Sorti de son devoir de réserve en publiant un livre très critique sur l’état du pays, le général Bertrand Soubelet a perdu son poste de commandant de la gendarmerie d’outre-mer, selon un décret publié dimanche 24 avril au Journal officiel, et daté de vendredi. Son successeur est le général Lambert Lucas, jusqu’alors commandant de la gendarmerie en Guyane.

« Je ne peux m’empêcher de penser que la seule raison de cette nouvelle mise à l’écart est la publication du livre Tout ce qu’il ne faut pas dire », a réagi le général Soubelet à l’AFP. Dans son livre à succès, publié en mars, l’ex-numéro 3 de la gendarmerie, âgé de 56 ans, pourfend notamment des magistrats « jusqu’au-boutistes », un système syndical « dispendieux » et des partis politiques « globalement disqualifiés ».

S’il « ne conteste pas » son remplacement, le général Soubelet a dit s’interroger sur sa place et son action dans le futur : « Pour être mis à l’écart dans ces conditions, j’ai l’impression de constituer un danger pour mon pays, ce qui m’amène à réfléchir à mon avenir immédiat et à la manière dont je vais continuer à servir la France. […] Je tire la conclusion que l’Etat a suffisamment de compétences et de talents pour payer des responsables d’un certain niveau à ne rien faire. »

« Règles de loyauté »

Le Directeur général de la gendarmerie nationale (DGGN), Denis Favier, avait confirmé jeudi que le général Soubelet était « appelé à changer d’affectation » dans « les jours qui viennent », tout en démentant une « sanction » à son encontre. « Il a exercé cette fonction, il en exercera peut-être d’autres dans le futur », avait-il indiqué, sans plus de précision.

« La question n’est pas celle du devoir de réserve », avait expliqué Denis Favier, insistant sur la nécessité de respecter des « règles de loyauté, de transparence, de franchise, d’engagement ». Dans Tout ce qu’il ne faut pas dire, paru chez Plon, Bertrand Soubelet donne sa « contribution citoyenne sans aucun esprit partisan », tout en critiquant sans détours le gouvernement et en livrant un sombre diagnostic sur l’état du pays.

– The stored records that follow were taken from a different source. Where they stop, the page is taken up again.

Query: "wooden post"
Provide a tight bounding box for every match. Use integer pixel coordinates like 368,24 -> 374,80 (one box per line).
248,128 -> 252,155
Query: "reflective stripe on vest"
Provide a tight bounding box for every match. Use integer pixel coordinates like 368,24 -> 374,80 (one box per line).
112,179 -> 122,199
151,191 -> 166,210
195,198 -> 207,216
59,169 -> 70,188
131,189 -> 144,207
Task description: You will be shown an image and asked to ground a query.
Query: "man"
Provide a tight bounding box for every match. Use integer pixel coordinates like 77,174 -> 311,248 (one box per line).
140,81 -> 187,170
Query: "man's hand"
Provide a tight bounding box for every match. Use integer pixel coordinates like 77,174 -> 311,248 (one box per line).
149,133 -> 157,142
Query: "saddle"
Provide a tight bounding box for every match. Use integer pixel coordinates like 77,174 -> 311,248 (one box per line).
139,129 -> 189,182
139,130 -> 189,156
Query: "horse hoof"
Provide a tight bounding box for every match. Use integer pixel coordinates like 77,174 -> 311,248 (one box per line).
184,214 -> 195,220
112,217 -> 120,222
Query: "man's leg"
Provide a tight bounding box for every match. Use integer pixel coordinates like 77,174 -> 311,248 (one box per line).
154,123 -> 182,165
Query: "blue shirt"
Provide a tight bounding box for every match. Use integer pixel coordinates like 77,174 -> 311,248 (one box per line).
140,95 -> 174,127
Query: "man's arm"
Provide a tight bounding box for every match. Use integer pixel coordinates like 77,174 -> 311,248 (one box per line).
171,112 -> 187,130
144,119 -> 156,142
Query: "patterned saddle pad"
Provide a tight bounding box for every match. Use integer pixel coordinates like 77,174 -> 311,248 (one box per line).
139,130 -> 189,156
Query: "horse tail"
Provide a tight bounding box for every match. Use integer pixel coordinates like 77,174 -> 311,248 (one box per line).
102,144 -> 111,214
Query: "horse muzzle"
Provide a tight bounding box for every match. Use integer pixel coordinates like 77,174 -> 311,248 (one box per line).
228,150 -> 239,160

Il s’agit d’une prise de position publique inédite pour un haut gradé en exercice de la gendarmerie.

Il avait été muté à l’été 2014 au commandement de la gendarmerie d’outre-mer, après avoir exprimé ses réserves sur la politique pénale face aux délinquants lors d’une audition à l’Assemblée nationale le 18 décembre 2013. Les Républicains ont dénoncé à la mi-avril « l’opération de limogeage » à l’encontre du général, devenu selon le parti la « bête noire du gouvernement » depuis cette audition retentissante. Sa mise à l’écart montre la « fébrilité » des autorités et la nécessité, pour elles, « qu’aucune tête ne dépasse », avait estimé LR.